Possibly one of the only good things coming from the Cambridge Analytica uproar was Facebook being forced to be more transparent with their ads. So now below the About us section of the company profile, you can see the page transparency box. By clicking on see more, the rabbit hole takes you to a new pop up with details like when the page was made, which countries the admins operate from and most importantly the ad library. Once you click on the ad library you can see every ad run by that brand or NGO across the world including the post creative, ad budget, reach detail and target audience segregation. Basically everything you would want to perfect for your digital ad funnel but usually can’t because of the paucity of funds being a smaller NGO or a startup.

But when it comes to the collective goodness of the society there is no wrong way to get valuable insight as everyone is on the same team. Use these data points to understand what kind of content people actually are emotive to and relate to in comparison. While making posts in regional languages what kind of communication works better?

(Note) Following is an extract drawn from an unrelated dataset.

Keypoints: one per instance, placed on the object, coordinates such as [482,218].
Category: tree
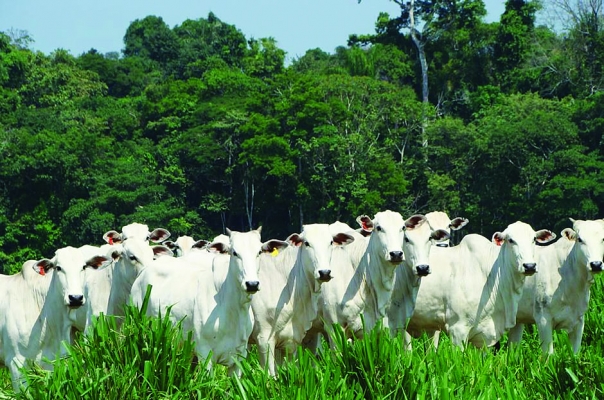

If you are not a global charity organisation supported by billionaires it might really help to do this research before working on promoting your project after understanding where your campaign plan stands in accordance with the best global industry standards. It’s an absolutely free goldmine of data if you know where and how to look.

5. Kill the gimmicks

In a world of overnight trends it is very easy to fall in the trap of force fitting oneself to it just to stay in the limelight of conversations. And while for a product to be surrogated like this can still pass, a cause immediately looks too desperate with an innate lack of genuineness. Your audience is smart and understands how the media works, they won’t wait to call you out if you make your cause ride a topical wave without any likely association with it.

Stay away from gimmicks with millennials, period. They are looking for passionate cause custodians not advertising opportunists. The crisis communication costs during such fallouts can be pretty steep. Look at how in the midst of #blacklivesmatter movement last year, Microsoft had found itself under fire for asking Artist Shantell Martin to make a Black Lives Matter mural while it’s ‘still relevant’. There is no substitute for sincerity.

In the end, the trick is to find the simultaneously delicate balance between the topical issues that need immediate attending without discounting the tenacity of holding on to the long term goals of making this world a better place. With kindness, dollops and dollops of it.